修道女アニエス

 スールはフランス語で修道女をあらわす。

 アニエスは貧しい村の教会で神様に仕えていた。

 教会に先日死去した司祭の代わりとなる、若い司祭がやってきて、皆に挨拶をした。

 アニエスもその司祭と歳は近い。

 若いふたりだった。

 初めてあった瞬間から、ふたりは通じ合い、禁じられた恋に身を投じる。

「アニエス」

 と、司祭ーーパウロが言った。

「なんでしょう」

「きみは・・・・・・僕のこと、いつも思ってくれてるね。もし、その気持ちがみんなにばれたら、破戒僧として、生きなければならないが・・・・・・」

 破戒僧とは、戒律、すなわち決まりを破り、神様にさからって生きる僧侶をさしていう。

「たとえそうなろうと、私はかまいません」

 アニエスは目をつり上げていった。

「それに疑問でした。なぜ、あれだけ祈りを強要しておきながら、空腹を満たせないのか。神はパンを一切れさえも、お与えにならないではないですか。間違いに気づいてしまいました。しかも人を愛せと言っておいて、なぜ私たちが愛し合うことが・・・・・・許されませんか」

 アニエスはパウロと視線が合うと、あわててそらす。

「僕だってそれは疑問だった。じつはね・・・・・・僕、スピノザが好きなんだ。しかし彼も・・・・・・キリスト教的な考えから脱してはいないようだった。それでも僕は、彼のことが好きだから信じている」

「スピノザ、って誰です?」

 アニエスはほうきで地面を払い、聞き返した。

「スピノザは哲学者。彼はユダヤ人だったが・・・・・・キリスト教から追放されてしまった。彼は彼なりに、神の実体をつかんだというのに、ゲーテは言った。スピノザの神、と。スピノザの神は世界全体のことをさして言うんだよ! このすばらしい思想が、きみにはわかるかい!」

「いいえ、ぜんぜん」

 そっけなくアニエスが答える。

「世界という名の、スピノザの神は、僕らに祈りで命をつなげとはいわない。生きるためには多少の殺生もいとわないと言っているんだ。そうさ、ありのままに生きろとね」

「へ、へえ・・・・・・」

「きみも今言ったじゃないか。パン一切れさえも与えてはくれない神に、祈る必要はもう、ない! だからやめて・・・・・・」

 パウロはアニエスの肩をつかみ、しかし言葉の続きを言いよどんだ。

「やめて?」

「僕と、ここをでよう」

 アニエスは驚いてパウロを見つめた。

「うそ、司祭様。それって」

「村をでて・・・・・・ふたりで暮らそう。どんな仕事だって平気だ。

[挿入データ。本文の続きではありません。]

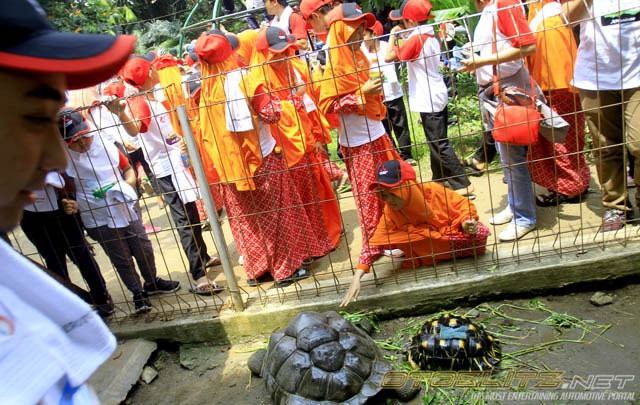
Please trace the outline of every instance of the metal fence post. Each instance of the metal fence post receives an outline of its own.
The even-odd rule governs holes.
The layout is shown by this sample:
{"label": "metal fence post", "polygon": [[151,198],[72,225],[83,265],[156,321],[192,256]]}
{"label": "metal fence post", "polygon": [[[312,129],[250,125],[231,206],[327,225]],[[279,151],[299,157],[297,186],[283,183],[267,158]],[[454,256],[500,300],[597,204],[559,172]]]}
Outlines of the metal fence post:
{"label": "metal fence post", "polygon": [[[189,158],[196,174],[196,181],[200,188],[200,196],[204,201],[204,206],[209,216],[209,222],[211,223],[211,231],[213,232],[213,240],[218,248],[218,254],[222,261],[222,269],[224,275],[229,283],[229,293],[231,295],[231,301],[233,308],[236,311],[243,311],[245,309],[244,302],[242,301],[242,295],[238,289],[238,282],[236,276],[233,273],[233,267],[231,266],[231,260],[229,260],[229,251],[227,250],[227,243],[220,228],[218,222],[218,213],[216,212],[215,205],[213,204],[213,198],[211,197],[211,191],[209,190],[209,184],[207,182],[207,176],[204,172],[204,166],[202,165],[202,159],[200,159],[200,151],[196,145],[193,132],[191,131],[191,125],[189,125],[189,118],[187,117],[187,108],[184,105],[176,108],[178,112],[178,118],[180,120],[180,126],[182,127],[182,133],[184,135],[184,141],[189,151]],[[211,220],[213,219],[213,220]]]}

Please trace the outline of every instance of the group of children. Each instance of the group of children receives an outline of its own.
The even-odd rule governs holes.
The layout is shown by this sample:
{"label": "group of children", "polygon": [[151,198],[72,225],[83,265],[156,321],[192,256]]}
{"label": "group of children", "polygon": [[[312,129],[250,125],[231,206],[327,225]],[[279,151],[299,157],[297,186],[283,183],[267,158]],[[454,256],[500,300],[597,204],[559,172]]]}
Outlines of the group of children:
{"label": "group of children", "polygon": [[[461,198],[459,204],[468,207],[464,212],[469,218],[475,215],[465,198],[473,188],[446,137],[447,89],[437,73],[439,49],[432,31],[420,26],[402,46],[387,46],[375,38],[380,23],[355,3],[313,3],[318,8],[311,14],[326,12],[316,20],[328,30],[324,42],[331,45],[324,69],[311,69],[298,55],[300,41],[277,25],[239,35],[210,29],[189,49],[188,77],[171,55],[133,55],[103,97],[92,100],[100,102],[61,111],[60,130],[70,157],[67,176],[75,185],[74,195],[63,200],[64,211],[79,213],[89,236],[103,247],[133,293],[136,312],[151,308],[148,294],[170,293],[180,284],[155,274],[137,202],[136,172],[104,136],[114,129],[123,143],[133,139],[140,145],[154,185],[169,206],[194,280],[190,291],[208,295],[221,289],[213,273],[207,275],[207,268],[220,261],[207,254],[202,239],[196,206],[200,195],[185,156],[179,105],[188,107],[209,191],[216,208],[226,209],[249,286],[275,281],[286,287],[309,277],[309,264],[338,247],[344,229],[333,186],[336,171],[339,179],[346,176],[327,157],[332,128],[337,129],[362,229],[358,271],[368,272],[385,249],[398,251],[394,238],[385,240],[380,233],[390,229],[383,225],[389,218],[383,215],[386,199],[374,187],[379,167],[388,162],[416,164],[394,74],[396,60],[409,61],[409,98],[423,118],[433,180],[448,182]],[[303,15],[310,11],[305,6],[303,2]],[[405,24],[413,21],[409,17],[425,21],[430,4],[420,0],[419,6],[419,15],[402,15],[401,9],[397,18]],[[416,7],[409,9],[416,12]],[[313,21],[310,15],[305,18]],[[376,69],[385,73],[375,77]],[[426,96],[416,84],[424,79],[430,83]],[[105,101],[104,96],[110,98]],[[81,107],[85,109],[74,110]],[[393,111],[397,149],[384,125],[387,109]],[[452,223],[454,233],[462,232],[458,225]],[[486,242],[486,236],[477,241]],[[430,250],[405,246],[406,263],[423,265],[451,257],[453,240],[443,240]]]}
{"label": "group of children", "polygon": [[[280,5],[277,1],[269,4],[273,10]],[[287,24],[238,35],[210,29],[189,49],[193,74],[188,78],[180,75],[178,62],[171,55],[133,56],[119,76],[138,93],[106,103],[126,135],[141,139],[141,149],[165,193],[189,258],[195,282],[191,291],[211,294],[219,289],[206,275],[206,268],[219,261],[207,254],[202,240],[196,207],[198,190],[181,158],[185,148],[175,115],[179,105],[189,107],[207,181],[212,185],[210,191],[215,194],[217,208],[224,205],[227,210],[250,286],[275,280],[277,286],[284,287],[306,278],[310,275],[308,265],[314,259],[338,247],[343,226],[332,187],[335,177],[326,157],[331,129],[337,130],[362,231],[357,273],[344,304],[357,296],[360,277],[385,250],[403,251],[408,266],[448,259],[454,252],[457,257],[483,253],[489,231],[477,222],[471,202],[475,197],[473,185],[447,137],[448,91],[440,73],[439,41],[433,28],[425,24],[432,18],[429,1],[405,0],[391,12],[390,18],[402,24],[391,30],[388,43],[377,38],[382,34],[381,24],[355,3],[303,0],[300,10],[326,45],[326,65],[322,68],[312,69],[301,57],[301,40],[288,33]],[[498,13],[498,32],[505,30],[500,24],[506,24],[500,18]],[[518,38],[529,41],[526,35]],[[492,42],[490,38],[484,46],[490,47]],[[478,70],[479,82],[486,76],[484,66],[493,63],[481,62],[482,52],[475,60],[461,61],[463,71]],[[520,54],[506,55],[496,60],[503,71],[509,58],[521,69]],[[420,113],[429,146],[434,182],[429,186],[418,186],[411,168],[416,162],[411,154],[403,93],[393,65],[397,61],[406,62],[409,105]],[[391,126],[385,126],[387,115]],[[391,128],[397,148],[389,136]],[[79,143],[87,142],[84,139],[69,139],[72,165],[86,160],[82,153],[91,150],[87,147],[74,151]],[[526,150],[499,147],[508,167],[505,174],[509,208],[491,222],[497,224],[497,217],[509,216],[504,222],[512,225],[501,233],[500,239],[515,240],[535,226],[522,222],[532,220],[523,208],[528,207],[524,204],[529,195],[525,188],[530,191],[531,187],[526,179],[515,176],[516,171],[528,175],[526,166],[516,164],[526,159],[522,155]],[[112,146],[101,148],[101,153],[111,159],[110,164],[118,167],[118,156],[109,152]],[[122,199],[116,206],[129,207],[123,210],[130,215],[124,223],[132,228],[133,235],[138,235],[133,225],[139,220],[136,204],[132,203],[135,198],[128,200],[121,187],[129,176],[128,170],[126,165],[120,169],[120,174],[114,170],[102,174],[94,171],[96,179],[92,180],[98,184],[85,188],[85,194],[105,182],[115,184],[115,194]],[[80,175],[77,170],[70,172],[79,176],[80,185],[86,180],[84,177],[91,177]],[[402,181],[384,181],[392,174]],[[107,195],[110,193],[107,191]],[[94,210],[91,206],[80,208],[81,215]],[[532,215],[535,221],[535,213]],[[85,221],[89,228],[92,221]],[[108,245],[118,239],[111,230],[120,229],[110,225],[96,224],[106,227],[101,231],[104,235],[96,230],[89,234],[101,243],[120,271],[125,267],[120,261],[127,260],[119,259],[122,247],[113,249]],[[138,239],[138,243],[147,246],[144,233]],[[133,248],[124,254],[129,265],[121,271],[123,279],[123,274],[132,271],[131,257],[135,254]],[[145,257],[149,257],[148,252]],[[178,284],[166,287],[164,280],[155,279],[153,260],[147,261],[146,267],[138,262],[146,281],[143,291],[179,288]],[[134,295],[141,289],[132,281],[125,284]]]}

きみとふたりなら」

 アニエスは深く頷いて、こぼれる涙を拭っていた。

「これからは・・・・・・キリストの神じゃない。スピノザの神が、僕らを祝福してくれるだろうから」

 その夜、誰にも見つかることなく、パウロはアニエスと村をでていった。


 

 修道院を抜け出して一年が過ぎようとしていた。

 世の中は戦争の話題で持ちきりだった。

 普仏戦争である。

「ついにプロイセンが戦争を仕掛けるぞ」

 プロイセンはフリードリヒ大王と呼ばれる若き王の治める国。

『啓蒙専制君主』などと呼ばれ、たしかにその啓蒙思想は画期的な考えに違いはしなかったのだが、父親と違う生き方を望んだ息子もやはり、王族であった。

「どうして・・・・・・」

 アニエスは買い物に出かけたが、その途中で新聞に目を通し苦痛に顔をゆがめていた。

「プロイセンはオーストリアには・・・・・・フランスやロシアには勝てないのに」

 フリードリヒはフランスの政治思想などを本で読んでいたので、その考えを導入した。

 ゲーテやニーチェも参戦した、プロイセン戦争。

 神の道から脱線したアニエスにとって、ニーチェはお気に入りの学者であったから、死んで欲しくなかった。

「戦争は、たくさん・・・・・・」

 アニエスは町を歩くときも用心しながらだった。

 町にはフランス軍の竜騎兵やプロイセン軍の兵士がたむろしていた。

 下手に関わるとかつ上げや婦女暴行などの、偉い目に遭わされる。

 アニエスは彼らと視線を合わすまいと、必死で家路にたどり着いた。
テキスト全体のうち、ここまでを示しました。